The theatre, long the training ground of British acting and the bedrock, in turn, of many an actor’s career, has hit a peculiar moment of crisis: a couple of weeks ago, I wrote a blog that highlighted the challenges facing actors trying (and failing) to make a living in the theatre, and as one told me, “are quietly quitting… We’re losing a huge amount of talent because people are treated so poorly.”
My blog hit a nerve: one actor friend wrote to me to say my blog had reduced him to tears of recognition. “I quit my agent in February, much to their frustration, due to much of what you have written about. It is so hard and you are right on the money.” Or rather, not; we met for lunch last week, and he told me that — at the age of 35 — he was having to take a tough look at a life of just getting by, and having to constantly juggle other jobs to actually earn a living.

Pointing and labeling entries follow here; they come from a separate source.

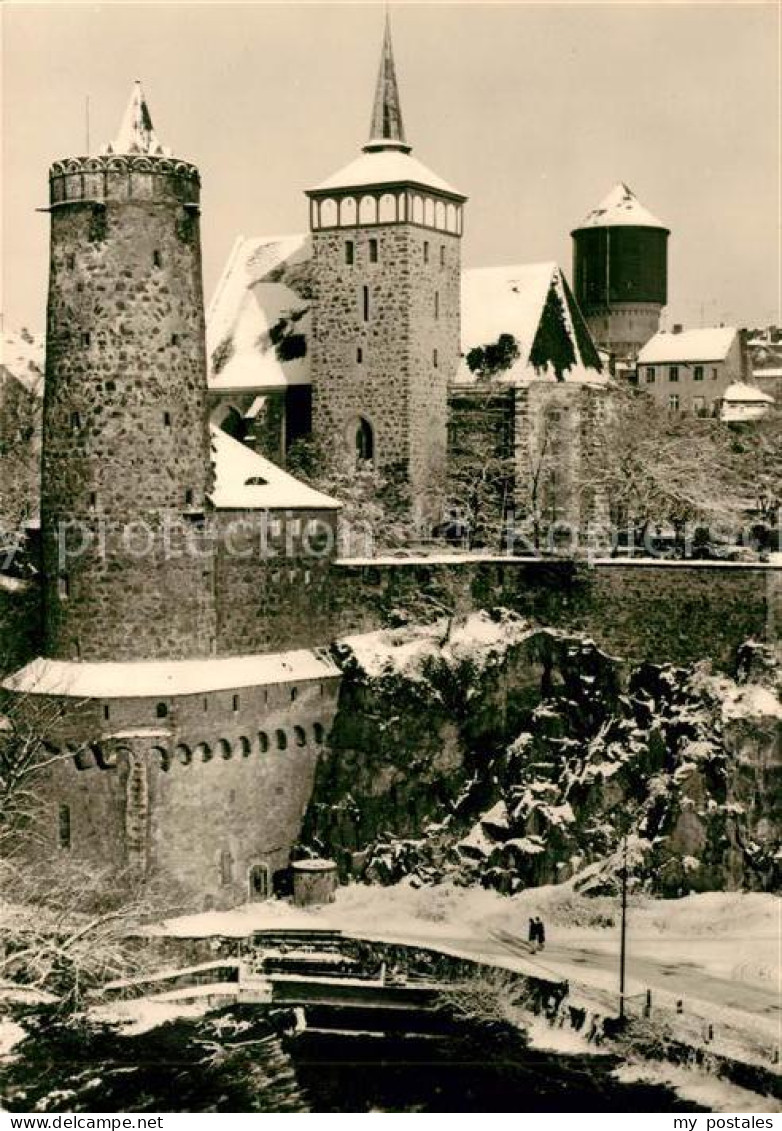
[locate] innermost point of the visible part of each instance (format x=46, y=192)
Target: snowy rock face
x=509, y=757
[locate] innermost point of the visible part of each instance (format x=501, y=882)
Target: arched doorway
x=364, y=440
x=258, y=878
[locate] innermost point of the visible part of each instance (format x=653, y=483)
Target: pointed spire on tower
x=386, y=130
x=137, y=134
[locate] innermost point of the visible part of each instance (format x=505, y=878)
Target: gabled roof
x=254, y=308
x=709, y=344
x=620, y=208
x=22, y=355
x=512, y=300
x=246, y=481
x=496, y=300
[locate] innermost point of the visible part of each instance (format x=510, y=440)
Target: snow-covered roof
x=620, y=208
x=739, y=391
x=246, y=481
x=254, y=303
x=22, y=354
x=137, y=134
x=151, y=679
x=709, y=344
x=510, y=300
x=386, y=166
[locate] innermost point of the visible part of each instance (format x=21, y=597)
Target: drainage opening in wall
x=258, y=878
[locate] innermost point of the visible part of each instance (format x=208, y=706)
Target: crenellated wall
x=199, y=788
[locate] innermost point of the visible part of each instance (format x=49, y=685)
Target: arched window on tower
x=63, y=826
x=364, y=440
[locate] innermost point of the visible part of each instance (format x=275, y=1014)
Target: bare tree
x=27, y=751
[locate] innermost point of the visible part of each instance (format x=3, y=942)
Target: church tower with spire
x=126, y=450
x=386, y=235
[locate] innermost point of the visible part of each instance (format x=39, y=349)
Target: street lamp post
x=622, y=937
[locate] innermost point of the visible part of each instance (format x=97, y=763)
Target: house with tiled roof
x=692, y=370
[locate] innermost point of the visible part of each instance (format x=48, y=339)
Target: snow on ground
x=477, y=639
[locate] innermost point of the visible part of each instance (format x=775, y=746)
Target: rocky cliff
x=508, y=756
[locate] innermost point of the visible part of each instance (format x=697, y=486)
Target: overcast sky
x=533, y=111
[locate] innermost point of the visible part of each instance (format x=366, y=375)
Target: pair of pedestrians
x=536, y=933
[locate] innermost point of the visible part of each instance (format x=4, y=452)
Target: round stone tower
x=126, y=464
x=620, y=273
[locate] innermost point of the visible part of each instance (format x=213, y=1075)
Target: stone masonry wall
x=125, y=414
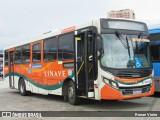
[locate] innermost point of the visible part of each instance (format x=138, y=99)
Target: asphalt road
x=11, y=100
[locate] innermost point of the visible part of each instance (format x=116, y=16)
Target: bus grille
x=130, y=90
x=133, y=74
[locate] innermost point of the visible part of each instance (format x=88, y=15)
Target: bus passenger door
x=86, y=63
x=11, y=69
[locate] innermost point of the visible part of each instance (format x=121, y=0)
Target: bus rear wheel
x=22, y=88
x=72, y=97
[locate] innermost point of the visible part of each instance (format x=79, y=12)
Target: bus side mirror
x=99, y=46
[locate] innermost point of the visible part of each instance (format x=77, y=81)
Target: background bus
x=155, y=49
x=103, y=59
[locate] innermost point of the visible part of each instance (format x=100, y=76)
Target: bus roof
x=154, y=31
x=60, y=31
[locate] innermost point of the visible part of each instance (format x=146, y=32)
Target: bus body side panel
x=156, y=66
x=50, y=81
x=106, y=92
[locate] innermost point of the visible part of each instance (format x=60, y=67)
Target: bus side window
x=50, y=49
x=18, y=55
x=26, y=54
x=66, y=47
x=36, y=53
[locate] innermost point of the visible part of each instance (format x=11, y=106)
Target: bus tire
x=72, y=97
x=22, y=88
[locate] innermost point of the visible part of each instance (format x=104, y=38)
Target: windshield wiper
x=123, y=41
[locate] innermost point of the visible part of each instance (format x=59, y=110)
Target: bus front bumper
x=109, y=93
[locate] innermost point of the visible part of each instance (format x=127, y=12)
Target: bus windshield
x=125, y=51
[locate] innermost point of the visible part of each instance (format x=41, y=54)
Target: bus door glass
x=11, y=69
x=86, y=62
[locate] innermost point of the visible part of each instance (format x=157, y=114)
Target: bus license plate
x=135, y=92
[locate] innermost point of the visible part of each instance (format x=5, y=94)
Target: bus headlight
x=111, y=83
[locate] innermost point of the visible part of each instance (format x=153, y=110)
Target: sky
x=24, y=19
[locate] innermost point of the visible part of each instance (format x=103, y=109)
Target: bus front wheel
x=72, y=98
x=22, y=88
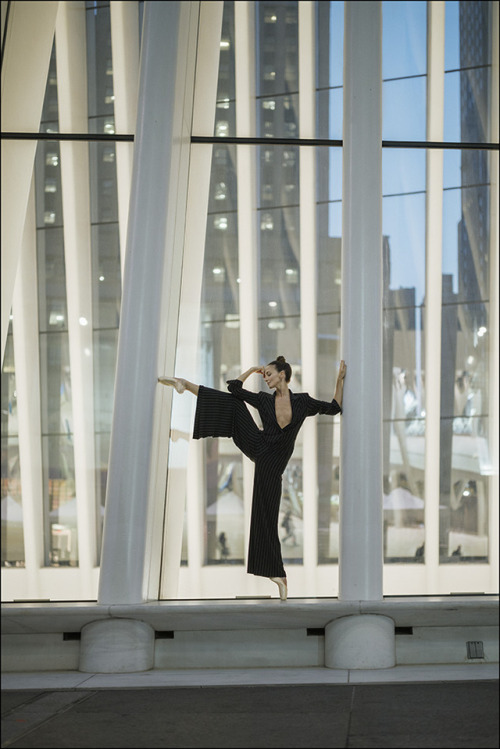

And in the midst of this, I also read an interview last week with Deborah Warner about her current production of The School for Scandal at the Barbican Theatre, in which Benedict Nightingale wrote, “Warner herself is busier than ever, but more as an opera than a drama director. It is, she sighs, so time-consuming getting together a good theatre cast at a time when all but star actors are ill-paid, being pressed by their agents to opt for film and television, and often unwilling even to audition.”
No one ever said acting was going to be an easy choice, but it looks like we’re hurtling towards a crisis where theatre could be left behind, in every sense. On the one hand, we have underpaid actors; on the other, audiences who are being asked to pay ever higher prices. (Tickets for Warner’s production of The School for Scandal — bizarrely being billed on the Barbican website as a “world premiere” — cost up to £50, which are effectively West End prices).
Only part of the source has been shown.